Gov. Terry Branstad, R-Iowa: “Oil companies hate ethanol.”

With less than 24 hours remaining before the Environmental Protection Agency's comment period closed, many of the same players present at last week’s Hearing in the Heartland were in attendance at the 8th Annual Iowa Renewable Fuels Summit held just outside Iowa’s capitol city of Des Moines.

Monte Shaw, Iowa Renewable Fuels Association: “Oil companies paid for this big study...”

Joining the list of regulars banging the drum for ethanol was the familiar voice of the president and CEO of the Renewable Fuels Association.
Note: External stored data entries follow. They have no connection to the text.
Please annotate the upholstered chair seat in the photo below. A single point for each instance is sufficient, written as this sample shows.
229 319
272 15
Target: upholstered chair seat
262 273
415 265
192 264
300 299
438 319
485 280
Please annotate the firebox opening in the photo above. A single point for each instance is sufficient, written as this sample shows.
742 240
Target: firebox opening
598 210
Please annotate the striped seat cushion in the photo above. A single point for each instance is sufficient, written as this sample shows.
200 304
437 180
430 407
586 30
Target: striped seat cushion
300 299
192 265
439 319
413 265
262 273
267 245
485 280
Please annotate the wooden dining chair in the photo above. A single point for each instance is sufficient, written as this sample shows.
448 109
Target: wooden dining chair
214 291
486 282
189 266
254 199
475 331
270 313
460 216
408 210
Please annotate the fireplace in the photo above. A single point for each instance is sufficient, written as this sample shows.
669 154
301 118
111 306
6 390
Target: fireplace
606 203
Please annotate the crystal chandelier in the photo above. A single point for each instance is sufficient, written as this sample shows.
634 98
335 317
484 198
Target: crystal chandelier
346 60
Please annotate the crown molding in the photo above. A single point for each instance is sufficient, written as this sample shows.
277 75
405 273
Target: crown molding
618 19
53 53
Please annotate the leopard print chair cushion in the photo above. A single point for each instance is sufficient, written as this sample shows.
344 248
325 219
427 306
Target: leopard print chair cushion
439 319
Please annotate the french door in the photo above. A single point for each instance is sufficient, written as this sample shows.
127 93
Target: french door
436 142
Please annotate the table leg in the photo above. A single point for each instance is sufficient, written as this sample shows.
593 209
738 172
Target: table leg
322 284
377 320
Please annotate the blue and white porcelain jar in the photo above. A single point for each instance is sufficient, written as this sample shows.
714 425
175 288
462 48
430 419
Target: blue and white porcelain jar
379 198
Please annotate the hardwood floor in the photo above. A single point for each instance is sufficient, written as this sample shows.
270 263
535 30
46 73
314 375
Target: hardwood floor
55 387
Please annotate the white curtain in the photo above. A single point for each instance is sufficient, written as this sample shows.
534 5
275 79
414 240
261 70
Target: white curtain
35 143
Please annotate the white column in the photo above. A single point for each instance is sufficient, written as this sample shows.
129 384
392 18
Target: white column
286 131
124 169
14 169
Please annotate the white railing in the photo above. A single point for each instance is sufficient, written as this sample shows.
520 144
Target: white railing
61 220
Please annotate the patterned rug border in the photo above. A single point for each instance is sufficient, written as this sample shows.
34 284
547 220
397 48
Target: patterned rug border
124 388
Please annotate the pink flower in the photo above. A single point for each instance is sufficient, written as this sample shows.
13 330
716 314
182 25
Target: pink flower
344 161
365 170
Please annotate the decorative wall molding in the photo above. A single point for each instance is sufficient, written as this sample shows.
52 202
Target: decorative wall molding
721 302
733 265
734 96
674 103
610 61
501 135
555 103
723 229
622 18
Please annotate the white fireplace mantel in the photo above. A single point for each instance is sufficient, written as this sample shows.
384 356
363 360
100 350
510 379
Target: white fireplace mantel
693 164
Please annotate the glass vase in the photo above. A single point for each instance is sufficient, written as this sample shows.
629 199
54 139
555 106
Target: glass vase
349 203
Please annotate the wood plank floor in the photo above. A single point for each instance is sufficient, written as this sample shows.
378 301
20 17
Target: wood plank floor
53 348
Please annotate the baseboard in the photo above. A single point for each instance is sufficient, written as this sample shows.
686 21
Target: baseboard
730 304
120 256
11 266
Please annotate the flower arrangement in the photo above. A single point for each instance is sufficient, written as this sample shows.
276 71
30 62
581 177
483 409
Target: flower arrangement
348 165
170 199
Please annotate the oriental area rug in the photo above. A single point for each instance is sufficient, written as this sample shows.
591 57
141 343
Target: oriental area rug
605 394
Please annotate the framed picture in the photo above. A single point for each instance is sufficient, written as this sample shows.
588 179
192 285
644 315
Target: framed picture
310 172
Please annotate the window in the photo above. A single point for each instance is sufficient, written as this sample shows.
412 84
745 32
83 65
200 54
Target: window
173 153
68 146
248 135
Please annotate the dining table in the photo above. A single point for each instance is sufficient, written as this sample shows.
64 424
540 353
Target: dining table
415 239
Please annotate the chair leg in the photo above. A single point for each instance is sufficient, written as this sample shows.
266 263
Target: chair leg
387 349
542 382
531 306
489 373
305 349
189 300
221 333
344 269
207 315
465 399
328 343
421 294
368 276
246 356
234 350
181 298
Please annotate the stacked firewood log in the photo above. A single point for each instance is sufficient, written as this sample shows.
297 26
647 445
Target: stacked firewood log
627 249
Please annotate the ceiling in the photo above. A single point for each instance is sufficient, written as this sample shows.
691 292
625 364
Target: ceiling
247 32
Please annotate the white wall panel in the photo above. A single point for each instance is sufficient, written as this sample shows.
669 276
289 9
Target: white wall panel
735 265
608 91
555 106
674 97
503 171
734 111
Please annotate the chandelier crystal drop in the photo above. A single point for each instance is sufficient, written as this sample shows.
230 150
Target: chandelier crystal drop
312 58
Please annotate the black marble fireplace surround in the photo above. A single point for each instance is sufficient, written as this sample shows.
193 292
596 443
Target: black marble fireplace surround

Bob Dinneen, Renewable Fuels Association: “I think what EPA proposed is monumentally stupid. And for EPA to be saying, 'Well, Exxon says there may be a problem here. We gotta roll it back.' I'm sorry. I have trouble understanding why this administration would try to change a program that has been so successful to accommodate Exxon Mobil.”

In response to EPA’s proposal to cut 1.4 billion gallons of annual ethanol production from the Renewable Fuels Standard more than 15,500 comments have been submitted.

Even billionaire oilman T. Boone Pickens, who has invested heavily in America’s vast natural gas resources, cast his vote for ethanol.

T. Boone Pickens, BP Capital: "Well, I said what I thought of ethanol. It's American and I like anything American....We import about half of what we produce. And half of the half comes from OPEC. That is what I focus on, and have for some time, is get off the enemies oil. That when you are buying oil from OPEC, not from every one of the countries, but some part of what you're paying gets into the hands of the Taliban and Al Qaeda.”

Biofuels, a common talking point in State of the Union speeches since the Carter administration, were left completely out of the annual message and upstaged by natural gas.

President Barrack Obama: “...and today, America is closer to energy independence than we have been in decades.  One of the reasons why is natural gas -- if extracted safely, it’s the bridge fuel that can power our economy with less of the carbon pollution that causes climate change.”